I was looking for a newer trained model than my previous decent models, such as Claude Opus 4.6. So, with the decent open models at larger sizes, I had a little trouble with my slightly limited local hardware. After trying several models over the last few weeks, I decided on the unsloth GGUF of Qwen3.6 A3B at the small IQ3_XSS size.

With a dirt simple testing prompt ignoring proper logical prompt engineering:

can you make chess in html/js with it showing the board co-ordinates and you start as white player with the moves being ensured are correct; do not use any external scripts, and allow a tickbox for game mode for ‘auto enemy moves’ so 2 players can play against on another if they want to

Prompt

We get the following game (may not work as intended on mobile):

Generally speaking, at first, it was better than I expected. With only small adjustments to some CSS for the layout and ensuring you know the AI player has nothing to do with AI at all, an acceptable result. Generally speaking, it needs a fix for some check mate checks and conditions (cough, yes, a checkmate at times allows the king to take a piece that is protected). So, I did my own small logic fixes and improvements, and voila! Chess versus (not) AI with pure HTML, JS, and CSS. Yeah, online here on my site, offline with just the file on my machine.

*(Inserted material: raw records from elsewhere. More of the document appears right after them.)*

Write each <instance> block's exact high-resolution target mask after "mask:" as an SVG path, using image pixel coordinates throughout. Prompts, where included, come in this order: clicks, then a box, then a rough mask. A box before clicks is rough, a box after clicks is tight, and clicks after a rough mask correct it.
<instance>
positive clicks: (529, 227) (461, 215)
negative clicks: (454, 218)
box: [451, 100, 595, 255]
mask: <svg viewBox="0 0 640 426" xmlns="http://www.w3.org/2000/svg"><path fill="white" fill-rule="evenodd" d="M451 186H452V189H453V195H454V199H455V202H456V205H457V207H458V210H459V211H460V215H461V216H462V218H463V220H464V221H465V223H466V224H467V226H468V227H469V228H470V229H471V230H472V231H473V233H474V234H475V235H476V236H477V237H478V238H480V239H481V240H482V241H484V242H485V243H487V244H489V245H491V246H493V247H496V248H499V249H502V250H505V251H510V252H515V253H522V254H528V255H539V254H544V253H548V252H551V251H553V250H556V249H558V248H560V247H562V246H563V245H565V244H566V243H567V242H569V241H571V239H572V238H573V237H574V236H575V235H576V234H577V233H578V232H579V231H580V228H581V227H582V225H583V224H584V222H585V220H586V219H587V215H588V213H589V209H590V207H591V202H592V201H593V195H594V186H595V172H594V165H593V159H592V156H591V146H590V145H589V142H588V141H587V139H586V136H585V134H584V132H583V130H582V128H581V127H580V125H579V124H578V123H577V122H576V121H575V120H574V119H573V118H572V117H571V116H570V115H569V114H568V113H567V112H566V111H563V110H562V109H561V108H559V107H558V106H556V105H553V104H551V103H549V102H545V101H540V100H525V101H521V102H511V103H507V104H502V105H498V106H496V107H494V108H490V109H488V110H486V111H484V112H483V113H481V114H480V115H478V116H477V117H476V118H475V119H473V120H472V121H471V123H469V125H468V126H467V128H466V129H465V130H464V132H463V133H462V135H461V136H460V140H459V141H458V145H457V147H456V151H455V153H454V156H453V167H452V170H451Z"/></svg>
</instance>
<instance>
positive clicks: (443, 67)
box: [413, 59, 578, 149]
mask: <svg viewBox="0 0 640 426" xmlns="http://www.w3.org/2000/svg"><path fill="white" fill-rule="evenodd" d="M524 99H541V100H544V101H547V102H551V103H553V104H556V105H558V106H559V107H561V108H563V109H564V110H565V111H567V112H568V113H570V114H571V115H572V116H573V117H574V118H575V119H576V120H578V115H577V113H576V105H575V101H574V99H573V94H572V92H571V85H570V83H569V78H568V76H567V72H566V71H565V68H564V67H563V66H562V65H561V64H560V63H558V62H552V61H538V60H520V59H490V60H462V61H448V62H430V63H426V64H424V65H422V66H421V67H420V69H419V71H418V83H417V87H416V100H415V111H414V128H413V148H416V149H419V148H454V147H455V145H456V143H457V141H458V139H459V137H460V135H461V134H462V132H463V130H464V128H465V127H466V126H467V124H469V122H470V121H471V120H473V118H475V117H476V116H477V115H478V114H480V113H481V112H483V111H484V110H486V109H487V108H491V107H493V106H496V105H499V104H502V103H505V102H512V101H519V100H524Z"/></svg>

The thought of the day, would one consider this a good enough testing question for the model to ensure it can code?

Local Code LLM Qwen3.6 CTEs
Local Code LLM Qwen3.6 CTEs

I’d dare say that with all the scoreboards these days, people are glued to showing models getting better “higher scores,” I’m usually disappointed. Great, they were trained on the right data for those questions, but many of the highest scoring models give me completely incorrect answers to project related code questions. Especially as they have the history of all messages I ever sent them.

There are other outliers with troubles. For instance, a popular model shown creating a game from scratch I noticed used React. Not bad for proving it could create a game; I asked to see if we could diversify it, and asked it to instead use pygame, which many models I’ve tried can do without any issue. The result: a differently scripted React game. Gave up and told it again, ‘no, in python‘ blatantly and got a 3rd React solution.

The gif is super low quality, but you get the idea:

Local Code LLM Qwen3.6 Prompt Engineering Fun
Prompt Engineering Fun
Future Projects
Future Projects

Yeah, I felt like exploring what I did more regularly in the past as a hobby. You may, or may not, see me release a new game in the future. Though, I won’t put any dates on it yet, it’s a mind calming activity for me to make my own games again.